Blood Transfusion and Alternatives Indian Medical PG Question 9: Massive blood transfusion is defined as:
- A. Greater than 5 units of blood in 4 hours
- B. Half blood volume in 12 hours
- C. Greater than 10 units of blood in 24 hours (Correct Answer)
- D. Whole blood volume in 24 hours
Blood Transfusion and Alternatives Explanation: ***Greater than 10 units of blood in 24 hours***
- This is the **most commonly used definition** in clinical practice and medical textbooks for identifying massive blood transfusion.
- Receiving more than 10 units of packed red blood cells within 24 hours indicates severe hemorrhage requiring aggressive resuscitation and activation of massive transfusion protocols.
- This volume-based criterion is practical, easy to monitor, and widely adopted in trauma and surgical settings.
*Greater than 5 units of blood in 4 hours*
- While this represents rapid transfusion, it is more commonly used as a **trigger for massive transfusion protocol activation** rather than the definition itself.
- This criterion helps identify patients who may progress to massive transfusion and require early intervention with balanced blood product ratios.
*Half blood volume in 12 hours*
- This is not a standard definition for massive blood transfusion.
- Standard definitions focus on either fixed volumes (>10 units) or complete blood volume replacement in a specified timeframe.

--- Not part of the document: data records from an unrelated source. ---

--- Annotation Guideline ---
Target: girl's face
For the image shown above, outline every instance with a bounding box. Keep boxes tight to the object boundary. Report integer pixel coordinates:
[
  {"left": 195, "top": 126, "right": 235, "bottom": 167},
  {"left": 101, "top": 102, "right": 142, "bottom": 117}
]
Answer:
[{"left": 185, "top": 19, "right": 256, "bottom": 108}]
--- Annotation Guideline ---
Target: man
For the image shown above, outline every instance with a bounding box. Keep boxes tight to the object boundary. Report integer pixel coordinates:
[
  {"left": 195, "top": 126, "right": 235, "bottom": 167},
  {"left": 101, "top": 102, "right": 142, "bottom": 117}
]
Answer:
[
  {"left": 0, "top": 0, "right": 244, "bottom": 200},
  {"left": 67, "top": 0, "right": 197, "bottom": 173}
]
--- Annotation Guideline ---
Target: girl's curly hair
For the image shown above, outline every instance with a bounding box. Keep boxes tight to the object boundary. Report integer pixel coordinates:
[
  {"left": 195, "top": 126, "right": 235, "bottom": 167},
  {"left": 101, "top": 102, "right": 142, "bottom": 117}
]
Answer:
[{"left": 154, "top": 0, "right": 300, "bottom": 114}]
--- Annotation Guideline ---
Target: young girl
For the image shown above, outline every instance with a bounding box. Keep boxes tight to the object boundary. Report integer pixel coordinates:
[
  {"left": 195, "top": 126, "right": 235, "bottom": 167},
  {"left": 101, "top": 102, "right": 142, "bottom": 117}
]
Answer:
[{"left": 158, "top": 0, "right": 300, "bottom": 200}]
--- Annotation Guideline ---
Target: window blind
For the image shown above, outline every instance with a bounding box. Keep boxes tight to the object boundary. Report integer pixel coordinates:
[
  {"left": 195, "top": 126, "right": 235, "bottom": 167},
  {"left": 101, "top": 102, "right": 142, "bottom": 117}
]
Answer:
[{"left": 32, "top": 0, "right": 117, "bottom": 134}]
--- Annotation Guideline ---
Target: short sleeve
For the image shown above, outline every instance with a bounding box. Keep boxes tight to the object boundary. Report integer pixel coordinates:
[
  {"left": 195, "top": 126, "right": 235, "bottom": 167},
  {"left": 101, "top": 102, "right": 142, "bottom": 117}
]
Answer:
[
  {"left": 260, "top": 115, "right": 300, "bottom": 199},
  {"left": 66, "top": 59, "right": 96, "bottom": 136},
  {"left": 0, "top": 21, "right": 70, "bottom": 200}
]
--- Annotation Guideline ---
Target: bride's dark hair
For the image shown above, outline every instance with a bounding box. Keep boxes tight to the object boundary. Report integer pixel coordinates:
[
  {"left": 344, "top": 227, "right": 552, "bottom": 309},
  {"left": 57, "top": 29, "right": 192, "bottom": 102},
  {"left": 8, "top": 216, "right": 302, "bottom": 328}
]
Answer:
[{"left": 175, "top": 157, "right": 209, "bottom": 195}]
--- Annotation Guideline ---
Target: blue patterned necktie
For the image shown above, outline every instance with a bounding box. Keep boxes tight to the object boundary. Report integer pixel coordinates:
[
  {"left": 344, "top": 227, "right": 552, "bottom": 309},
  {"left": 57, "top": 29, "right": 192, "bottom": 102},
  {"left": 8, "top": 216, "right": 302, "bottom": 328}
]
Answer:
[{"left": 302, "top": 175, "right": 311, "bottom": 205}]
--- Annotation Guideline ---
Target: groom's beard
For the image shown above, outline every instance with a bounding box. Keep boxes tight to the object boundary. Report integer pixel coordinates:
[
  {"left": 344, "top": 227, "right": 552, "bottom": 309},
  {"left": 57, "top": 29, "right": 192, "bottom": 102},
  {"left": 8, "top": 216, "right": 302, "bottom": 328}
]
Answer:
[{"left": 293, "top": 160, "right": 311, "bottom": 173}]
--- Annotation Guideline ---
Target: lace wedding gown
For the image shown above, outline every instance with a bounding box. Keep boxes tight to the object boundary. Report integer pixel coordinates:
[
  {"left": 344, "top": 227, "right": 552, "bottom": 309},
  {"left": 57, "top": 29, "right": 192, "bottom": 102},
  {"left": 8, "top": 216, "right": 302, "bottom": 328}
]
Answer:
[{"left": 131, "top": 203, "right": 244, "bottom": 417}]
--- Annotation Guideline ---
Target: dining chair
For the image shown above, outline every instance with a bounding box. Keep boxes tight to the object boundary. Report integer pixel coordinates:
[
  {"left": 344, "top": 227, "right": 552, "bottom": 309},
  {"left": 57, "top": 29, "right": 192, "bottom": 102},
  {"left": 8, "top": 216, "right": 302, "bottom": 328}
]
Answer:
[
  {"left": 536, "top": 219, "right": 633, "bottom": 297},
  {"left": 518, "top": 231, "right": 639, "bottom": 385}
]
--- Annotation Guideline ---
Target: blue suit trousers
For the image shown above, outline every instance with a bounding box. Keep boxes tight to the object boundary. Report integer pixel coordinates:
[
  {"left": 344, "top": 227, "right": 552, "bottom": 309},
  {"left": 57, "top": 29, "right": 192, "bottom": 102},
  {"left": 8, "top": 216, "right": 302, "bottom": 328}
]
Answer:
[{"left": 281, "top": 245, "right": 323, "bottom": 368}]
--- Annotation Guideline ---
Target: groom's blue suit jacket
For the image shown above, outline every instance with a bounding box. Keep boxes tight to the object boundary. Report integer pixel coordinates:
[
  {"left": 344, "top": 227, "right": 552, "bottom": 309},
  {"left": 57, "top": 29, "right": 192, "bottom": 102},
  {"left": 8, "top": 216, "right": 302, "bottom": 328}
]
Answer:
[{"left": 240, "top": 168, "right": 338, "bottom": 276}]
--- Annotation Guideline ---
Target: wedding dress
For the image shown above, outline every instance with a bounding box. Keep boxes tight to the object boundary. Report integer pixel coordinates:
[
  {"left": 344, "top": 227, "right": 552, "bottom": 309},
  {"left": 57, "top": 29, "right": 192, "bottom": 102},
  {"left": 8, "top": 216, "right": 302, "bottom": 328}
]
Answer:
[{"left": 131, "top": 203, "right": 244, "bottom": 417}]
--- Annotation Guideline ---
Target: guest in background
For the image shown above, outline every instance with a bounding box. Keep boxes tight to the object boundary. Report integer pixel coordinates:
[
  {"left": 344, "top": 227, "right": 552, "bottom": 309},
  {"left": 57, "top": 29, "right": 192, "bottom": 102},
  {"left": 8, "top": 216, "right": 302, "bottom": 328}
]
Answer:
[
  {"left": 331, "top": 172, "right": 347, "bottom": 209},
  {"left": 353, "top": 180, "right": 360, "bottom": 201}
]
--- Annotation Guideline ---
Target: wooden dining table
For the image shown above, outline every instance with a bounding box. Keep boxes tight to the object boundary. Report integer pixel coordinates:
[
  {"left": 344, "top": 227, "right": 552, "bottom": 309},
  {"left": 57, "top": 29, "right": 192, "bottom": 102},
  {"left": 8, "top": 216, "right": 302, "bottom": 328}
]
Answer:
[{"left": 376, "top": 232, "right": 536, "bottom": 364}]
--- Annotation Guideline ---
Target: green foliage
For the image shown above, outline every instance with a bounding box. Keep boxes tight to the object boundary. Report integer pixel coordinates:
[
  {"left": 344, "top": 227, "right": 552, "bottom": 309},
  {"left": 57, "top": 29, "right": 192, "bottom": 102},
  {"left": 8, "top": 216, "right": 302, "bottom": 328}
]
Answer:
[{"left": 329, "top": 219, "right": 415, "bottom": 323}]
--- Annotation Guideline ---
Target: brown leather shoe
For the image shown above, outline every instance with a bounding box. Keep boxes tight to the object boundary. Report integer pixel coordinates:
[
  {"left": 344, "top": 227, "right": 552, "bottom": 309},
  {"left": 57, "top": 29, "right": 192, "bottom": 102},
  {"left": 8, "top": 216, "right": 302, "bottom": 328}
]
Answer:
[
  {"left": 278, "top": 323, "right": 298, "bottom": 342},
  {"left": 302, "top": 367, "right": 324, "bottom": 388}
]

*Whole blood volume in 24 hours*
- Replacement of one complete blood volume in 24 hours is an **alternative definition** of massive transfusion used in some guidelines.
- However, the **">10 units in 24 hours"** definition is more practical and universally recognized as it provides a specific numerical threshold.
- Average adult blood volume is ~70 mL/kg (~5 liters for a 70 kg adult), and 10 units of packed RBCs (~3000 mL) represents approximately 50-60% of total blood volume, making both definitions closely related in practice.
Blood Transfusion and Alternatives Indian Medical PG Question 10: Which of the following is not a part of basic essential obstetric care?
- A. Blood transfusion (Correct Answer)
- B. Administration of parenteral antibiotics
- C. Administration of parenteral sedatives for eclampsia
- D. Administration of parenteral oxytocic drugs
Blood Transfusion and Alternatives Explanation: ***Blood transfusion***
- While important in many obstetric emergencies, **blood transfusion** is considered part of **Comprehensive Essential Obstetric Care (CEmOC)**, not basic care.
- **Basic Essential Obstetric Care (BEmOC)** focuses on the capability to perform key life-saving interventions but generally lacks the capacity for blood storage or transfusion.
*Administration of parenteral antibiotics*
- This is a crucial component of **Basic Essential Obstetric Care (BEmOC)**, used to manage infections such as **puerperal sepsis**.
- It addresses one of the major causes of maternal mortality.
*Administration of parenteral sedatives for eclampsia*
- The management of **eclampsia** with parenteral anticonvulsants (e.g., magnesium sulfate) is a fundamental aspect of **Basic Essential Obstetric Care (BEmOC)**.
- This intervention prevents and controls seizures, a severe complication of pre-eclampsia.
- Note: While the question refers to "sedatives," the correct medical classification is **anticonvulsants**.
*Administration of parenteral oxytocic drugs*
- The use of **parenteral oxytocic drugs** (e.g., oxytocin) to prevent and treat **postpartum hemorrhage** is a core function of **Basic Essential Obstetric Care (BEmOC)**.
- Postpartum hemorrhage is a leading cause of maternal death, and timely oxytocin administration is critical.